Em um movimento que reacende disputas internas e reorganiza o tabuleiro eleitoral da direita brasileira, o ex-presidente Jair Bolsonaro teria afirmado a aliados próximos, nesta semana, que Flávio Bolsonaro (PL-RJ) será seu candidato à Presidência da República nas eleições de 2026. A sinalização ocorre enquanto o ex-mandatário segue preso na carceragem da Polícia Federal em Brasília e marca a primeira vez em que ele expressa de forma explícita a intenção de lançar um de seus filhos ao Palácio do Planalto.
Segundo interlocutores, Bolsonaro avalia que o filho primogênito reúne condições para criar musculatura eleitoral ao assumir, desde já, o papel de pré-candidato — intensificando viagens pelo país, ampliando redes de apoio e assumindo o protagonismo nos embates com o presidente Luiz Inácio Lula da Silva.

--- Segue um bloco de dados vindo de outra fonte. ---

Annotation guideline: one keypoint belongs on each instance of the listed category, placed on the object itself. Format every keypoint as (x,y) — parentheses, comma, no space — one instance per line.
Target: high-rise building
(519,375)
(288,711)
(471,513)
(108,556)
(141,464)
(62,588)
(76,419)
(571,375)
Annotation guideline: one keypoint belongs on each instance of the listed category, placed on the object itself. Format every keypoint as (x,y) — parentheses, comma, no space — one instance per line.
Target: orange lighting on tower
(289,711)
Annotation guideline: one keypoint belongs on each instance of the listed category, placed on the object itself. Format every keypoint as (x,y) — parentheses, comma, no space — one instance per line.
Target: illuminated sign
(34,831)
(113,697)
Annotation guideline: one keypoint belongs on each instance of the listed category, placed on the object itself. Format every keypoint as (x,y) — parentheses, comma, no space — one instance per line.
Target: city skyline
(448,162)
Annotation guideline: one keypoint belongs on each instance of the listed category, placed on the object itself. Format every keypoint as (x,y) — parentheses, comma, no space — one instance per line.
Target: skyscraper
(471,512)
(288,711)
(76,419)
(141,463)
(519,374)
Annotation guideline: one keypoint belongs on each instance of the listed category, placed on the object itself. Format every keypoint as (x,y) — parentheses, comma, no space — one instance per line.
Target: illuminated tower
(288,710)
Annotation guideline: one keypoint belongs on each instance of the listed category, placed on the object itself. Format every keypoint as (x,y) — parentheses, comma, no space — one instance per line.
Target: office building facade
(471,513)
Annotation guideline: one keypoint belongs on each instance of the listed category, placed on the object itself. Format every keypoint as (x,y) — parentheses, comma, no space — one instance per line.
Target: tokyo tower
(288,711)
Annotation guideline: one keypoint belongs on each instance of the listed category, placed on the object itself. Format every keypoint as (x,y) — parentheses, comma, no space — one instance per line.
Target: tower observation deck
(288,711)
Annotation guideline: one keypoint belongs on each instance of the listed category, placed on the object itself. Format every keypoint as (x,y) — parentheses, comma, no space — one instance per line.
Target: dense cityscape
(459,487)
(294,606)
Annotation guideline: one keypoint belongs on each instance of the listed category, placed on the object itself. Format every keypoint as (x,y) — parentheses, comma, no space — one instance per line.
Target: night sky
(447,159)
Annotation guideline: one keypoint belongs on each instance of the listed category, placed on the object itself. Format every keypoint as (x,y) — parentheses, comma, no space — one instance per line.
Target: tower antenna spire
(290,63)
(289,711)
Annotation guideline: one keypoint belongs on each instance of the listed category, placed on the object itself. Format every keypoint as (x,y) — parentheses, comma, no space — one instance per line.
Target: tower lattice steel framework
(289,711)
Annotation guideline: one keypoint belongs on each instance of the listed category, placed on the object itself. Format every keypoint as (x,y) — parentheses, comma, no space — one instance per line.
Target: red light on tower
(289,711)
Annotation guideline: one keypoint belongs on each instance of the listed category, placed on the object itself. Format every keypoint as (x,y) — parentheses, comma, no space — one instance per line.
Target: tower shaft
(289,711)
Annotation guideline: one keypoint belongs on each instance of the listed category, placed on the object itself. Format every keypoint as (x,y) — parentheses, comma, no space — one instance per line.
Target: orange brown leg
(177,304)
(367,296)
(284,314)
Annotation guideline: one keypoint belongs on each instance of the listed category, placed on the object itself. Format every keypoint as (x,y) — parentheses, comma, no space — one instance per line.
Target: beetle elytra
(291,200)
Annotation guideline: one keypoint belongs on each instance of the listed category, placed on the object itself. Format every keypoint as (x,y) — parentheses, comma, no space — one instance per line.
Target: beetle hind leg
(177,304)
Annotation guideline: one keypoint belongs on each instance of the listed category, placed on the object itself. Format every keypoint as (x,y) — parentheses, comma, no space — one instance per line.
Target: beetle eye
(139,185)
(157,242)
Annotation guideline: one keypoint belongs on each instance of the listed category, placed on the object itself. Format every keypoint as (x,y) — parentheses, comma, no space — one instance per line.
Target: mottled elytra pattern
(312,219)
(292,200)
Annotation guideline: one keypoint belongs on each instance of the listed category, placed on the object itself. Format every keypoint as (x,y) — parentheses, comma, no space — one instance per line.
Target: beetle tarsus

Na visão do ex-presidente, Flávio teria o perfil ideal para conciliar diferentes alas da direita e assegurar unidade interna no PL. Além disso, conta com palanques estratégicos, especialmente em São Paulo, sob o comando de Tarcísio de Freitas (Republicanos), e no Rio de Janeiro, reduto de Cláudio Castro (PL), dois dos mais influentes governadores do campo bolsonarista.

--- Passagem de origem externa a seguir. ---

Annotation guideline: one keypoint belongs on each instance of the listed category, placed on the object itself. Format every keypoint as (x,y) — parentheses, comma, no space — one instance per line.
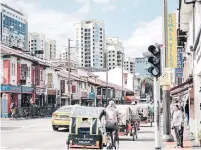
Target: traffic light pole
(69,92)
(167,137)
(157,117)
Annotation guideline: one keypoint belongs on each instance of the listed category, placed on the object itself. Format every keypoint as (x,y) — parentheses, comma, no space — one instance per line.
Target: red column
(8,103)
(33,83)
(18,71)
(6,72)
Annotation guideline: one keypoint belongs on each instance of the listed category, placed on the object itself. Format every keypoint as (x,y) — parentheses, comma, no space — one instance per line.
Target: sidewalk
(187,142)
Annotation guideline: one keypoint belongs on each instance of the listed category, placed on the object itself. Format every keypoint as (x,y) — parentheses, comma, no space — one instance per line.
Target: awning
(182,88)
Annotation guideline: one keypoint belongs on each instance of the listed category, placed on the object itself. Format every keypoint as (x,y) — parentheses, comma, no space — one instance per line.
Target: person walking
(13,109)
(178,125)
(186,108)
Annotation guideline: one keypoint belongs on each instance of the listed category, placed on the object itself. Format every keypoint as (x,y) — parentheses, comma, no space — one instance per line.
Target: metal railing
(35,112)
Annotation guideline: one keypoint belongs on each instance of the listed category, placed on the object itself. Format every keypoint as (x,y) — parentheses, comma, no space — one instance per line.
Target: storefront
(8,93)
(75,99)
(84,99)
(40,96)
(51,97)
(27,96)
(92,99)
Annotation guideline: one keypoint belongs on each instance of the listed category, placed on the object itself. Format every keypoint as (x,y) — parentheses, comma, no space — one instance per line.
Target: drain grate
(9,128)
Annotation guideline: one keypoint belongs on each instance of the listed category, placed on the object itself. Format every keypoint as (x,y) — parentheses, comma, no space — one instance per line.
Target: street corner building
(188,73)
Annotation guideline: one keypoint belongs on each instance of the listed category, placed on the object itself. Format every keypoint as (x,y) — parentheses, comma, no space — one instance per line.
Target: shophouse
(189,90)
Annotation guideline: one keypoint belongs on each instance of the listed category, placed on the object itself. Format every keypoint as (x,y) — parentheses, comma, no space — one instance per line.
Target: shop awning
(182,88)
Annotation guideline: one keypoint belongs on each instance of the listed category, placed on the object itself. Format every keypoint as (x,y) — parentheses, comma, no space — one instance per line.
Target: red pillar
(6,72)
(8,103)
(18,71)
(33,83)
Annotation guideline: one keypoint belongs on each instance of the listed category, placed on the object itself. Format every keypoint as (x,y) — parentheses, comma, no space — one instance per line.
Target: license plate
(63,116)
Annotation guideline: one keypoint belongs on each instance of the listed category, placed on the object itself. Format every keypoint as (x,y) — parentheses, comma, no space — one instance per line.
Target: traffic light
(155,60)
(38,52)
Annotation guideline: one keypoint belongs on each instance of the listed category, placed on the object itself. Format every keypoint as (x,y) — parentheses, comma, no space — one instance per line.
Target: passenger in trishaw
(85,128)
(111,121)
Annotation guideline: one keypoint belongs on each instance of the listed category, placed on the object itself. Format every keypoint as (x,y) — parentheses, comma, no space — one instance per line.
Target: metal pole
(122,73)
(69,94)
(157,117)
(166,93)
(106,78)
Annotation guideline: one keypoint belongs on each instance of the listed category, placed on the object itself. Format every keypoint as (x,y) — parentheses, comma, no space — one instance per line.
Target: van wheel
(55,128)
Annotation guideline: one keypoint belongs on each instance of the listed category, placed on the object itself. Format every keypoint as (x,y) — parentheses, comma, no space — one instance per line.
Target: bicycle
(112,141)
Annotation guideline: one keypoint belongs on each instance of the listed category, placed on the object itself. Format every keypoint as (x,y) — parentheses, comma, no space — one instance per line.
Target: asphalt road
(37,134)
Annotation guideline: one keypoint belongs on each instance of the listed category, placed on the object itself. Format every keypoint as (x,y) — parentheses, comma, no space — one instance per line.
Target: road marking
(3,147)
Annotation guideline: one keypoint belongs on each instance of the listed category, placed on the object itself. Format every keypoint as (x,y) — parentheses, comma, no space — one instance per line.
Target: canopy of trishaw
(88,112)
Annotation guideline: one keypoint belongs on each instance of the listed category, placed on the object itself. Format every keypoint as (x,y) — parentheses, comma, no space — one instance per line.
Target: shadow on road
(63,130)
(145,139)
(139,139)
(145,131)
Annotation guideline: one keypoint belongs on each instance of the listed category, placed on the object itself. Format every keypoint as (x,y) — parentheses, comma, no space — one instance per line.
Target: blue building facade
(14,28)
(141,66)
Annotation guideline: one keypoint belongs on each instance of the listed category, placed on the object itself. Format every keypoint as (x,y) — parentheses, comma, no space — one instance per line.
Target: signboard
(26,89)
(125,78)
(165,79)
(172,41)
(92,95)
(179,69)
(49,80)
(11,88)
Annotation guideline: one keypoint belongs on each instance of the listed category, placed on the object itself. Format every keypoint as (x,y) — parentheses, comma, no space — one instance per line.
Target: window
(12,70)
(41,75)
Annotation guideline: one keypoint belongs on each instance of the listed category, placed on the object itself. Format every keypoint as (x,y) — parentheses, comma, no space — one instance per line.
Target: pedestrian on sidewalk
(178,125)
(186,108)
(13,109)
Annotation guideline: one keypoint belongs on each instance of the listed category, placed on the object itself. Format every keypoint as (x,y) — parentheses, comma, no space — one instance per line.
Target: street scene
(38,134)
(100,74)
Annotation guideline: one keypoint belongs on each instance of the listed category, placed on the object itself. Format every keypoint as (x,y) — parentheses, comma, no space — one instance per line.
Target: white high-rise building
(38,41)
(115,52)
(129,64)
(50,49)
(90,38)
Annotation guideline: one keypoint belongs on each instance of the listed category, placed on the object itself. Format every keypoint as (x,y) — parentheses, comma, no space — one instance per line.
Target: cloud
(55,25)
(138,2)
(109,8)
(143,35)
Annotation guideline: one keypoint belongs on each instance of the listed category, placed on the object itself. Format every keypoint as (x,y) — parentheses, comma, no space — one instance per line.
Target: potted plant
(199,136)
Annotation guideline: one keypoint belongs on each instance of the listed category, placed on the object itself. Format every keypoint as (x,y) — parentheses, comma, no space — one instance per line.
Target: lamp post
(122,73)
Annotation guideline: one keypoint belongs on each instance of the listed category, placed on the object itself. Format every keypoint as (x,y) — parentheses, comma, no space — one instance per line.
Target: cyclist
(151,111)
(111,117)
(135,114)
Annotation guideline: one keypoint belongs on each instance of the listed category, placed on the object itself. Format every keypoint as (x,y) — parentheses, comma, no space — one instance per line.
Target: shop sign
(27,89)
(92,95)
(40,90)
(75,96)
(99,97)
(84,95)
(179,69)
(49,82)
(11,88)
(51,92)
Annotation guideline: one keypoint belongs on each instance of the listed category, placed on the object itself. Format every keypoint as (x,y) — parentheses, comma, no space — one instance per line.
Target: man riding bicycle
(111,117)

Dentro da própria família Bolsonaro, a escolha por Flávio é vista como pragmática. Aliados afirmam que o senador é considerado o nome que gera maior “previsibilidade” para o sistema político, por apresentar um perfil mais moderado que o dos irmãos Carlos e Eduardo.

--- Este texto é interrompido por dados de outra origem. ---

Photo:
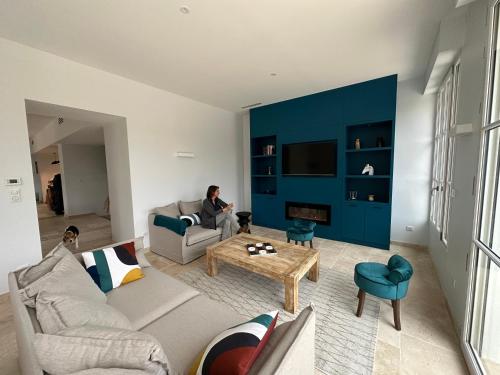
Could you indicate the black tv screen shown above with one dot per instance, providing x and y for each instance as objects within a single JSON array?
[{"x": 310, "y": 159}]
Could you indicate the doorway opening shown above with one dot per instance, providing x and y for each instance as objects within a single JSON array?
[{"x": 81, "y": 175}]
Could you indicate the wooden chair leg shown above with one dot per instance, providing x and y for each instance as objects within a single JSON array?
[
  {"x": 361, "y": 303},
  {"x": 396, "y": 308}
]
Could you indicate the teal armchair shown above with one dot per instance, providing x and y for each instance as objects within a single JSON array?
[
  {"x": 302, "y": 230},
  {"x": 389, "y": 281}
]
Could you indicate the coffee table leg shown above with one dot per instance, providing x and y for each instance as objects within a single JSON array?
[
  {"x": 291, "y": 295},
  {"x": 313, "y": 274},
  {"x": 212, "y": 264}
]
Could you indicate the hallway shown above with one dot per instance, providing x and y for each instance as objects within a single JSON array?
[{"x": 95, "y": 231}]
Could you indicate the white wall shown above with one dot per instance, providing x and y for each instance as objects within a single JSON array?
[
  {"x": 46, "y": 171},
  {"x": 451, "y": 261},
  {"x": 84, "y": 179},
  {"x": 158, "y": 124},
  {"x": 119, "y": 183},
  {"x": 412, "y": 163}
]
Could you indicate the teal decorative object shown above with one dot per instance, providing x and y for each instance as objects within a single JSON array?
[
  {"x": 389, "y": 281},
  {"x": 302, "y": 230},
  {"x": 175, "y": 225}
]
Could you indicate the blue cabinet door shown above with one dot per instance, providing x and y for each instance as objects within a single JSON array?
[
  {"x": 378, "y": 225},
  {"x": 353, "y": 221},
  {"x": 265, "y": 211}
]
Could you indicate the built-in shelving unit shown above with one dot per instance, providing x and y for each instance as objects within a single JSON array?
[
  {"x": 376, "y": 149},
  {"x": 264, "y": 165}
]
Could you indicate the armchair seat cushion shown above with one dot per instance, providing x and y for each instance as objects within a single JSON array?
[
  {"x": 197, "y": 233},
  {"x": 373, "y": 279}
]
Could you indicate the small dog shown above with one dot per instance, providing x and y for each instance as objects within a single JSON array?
[{"x": 71, "y": 235}]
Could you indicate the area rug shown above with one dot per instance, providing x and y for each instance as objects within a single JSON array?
[{"x": 345, "y": 344}]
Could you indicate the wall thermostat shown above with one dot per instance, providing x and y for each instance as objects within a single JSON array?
[{"x": 13, "y": 181}]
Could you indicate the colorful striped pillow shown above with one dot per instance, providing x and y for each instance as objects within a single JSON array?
[
  {"x": 113, "y": 266},
  {"x": 236, "y": 349}
]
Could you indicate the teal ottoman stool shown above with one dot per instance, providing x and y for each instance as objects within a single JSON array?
[
  {"x": 388, "y": 282},
  {"x": 302, "y": 230}
]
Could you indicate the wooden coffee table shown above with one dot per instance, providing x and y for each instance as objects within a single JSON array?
[{"x": 288, "y": 266}]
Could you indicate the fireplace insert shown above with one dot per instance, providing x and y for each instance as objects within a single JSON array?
[{"x": 319, "y": 213}]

Para Bolsonaro, essa característica poderia reduzir resistências no Congresso e abrir portas no meio empresarial, que busca equilíbrio em meio à instabilidade política.
A decisão de Bolsonaro também reorganiza expectativas dentro da própria casa. Com Flávio lançado nacionalmente, o caminho mais provável é que Michelle Bolsonaro, que até então figurava como possível presidenciável, dispute o Senado pelo Distrito Federal, reforçando a presença da família em diferentes frentes de poder.
No desenho inicial da chapa, partidos de centro já teriam sinalizado interesse em indicar o vice de Flávio, numa tentativa de ampliar capilaridade e atrair setores mais moderados.
Enquanto isso, no campo governista, lideranças do PT defendem a manutenção da chapa que venceu em 2022. O entendimento majoritário é de que Geraldo Alckmin (PSB) volte a ocupar a vice-presidência caso Lula confirme sua candidatura à reeleição.
O objetivo é preservar o perfil de aliança ampla que garantiu a vitória no último pleito e manter sinalizações positivas ao mercado.
A definição de Bolsonaro ocorre em um contexto de forte polarização e indica que a eleição de 2026 já está em plena construção — mesmo com seu principal articulador político atrás das grades.
Com Flávio assumindo agenda nacional e Lula preparado para defender o mandato, o país caminha para um dos embates mais intensos desde a redemocratização.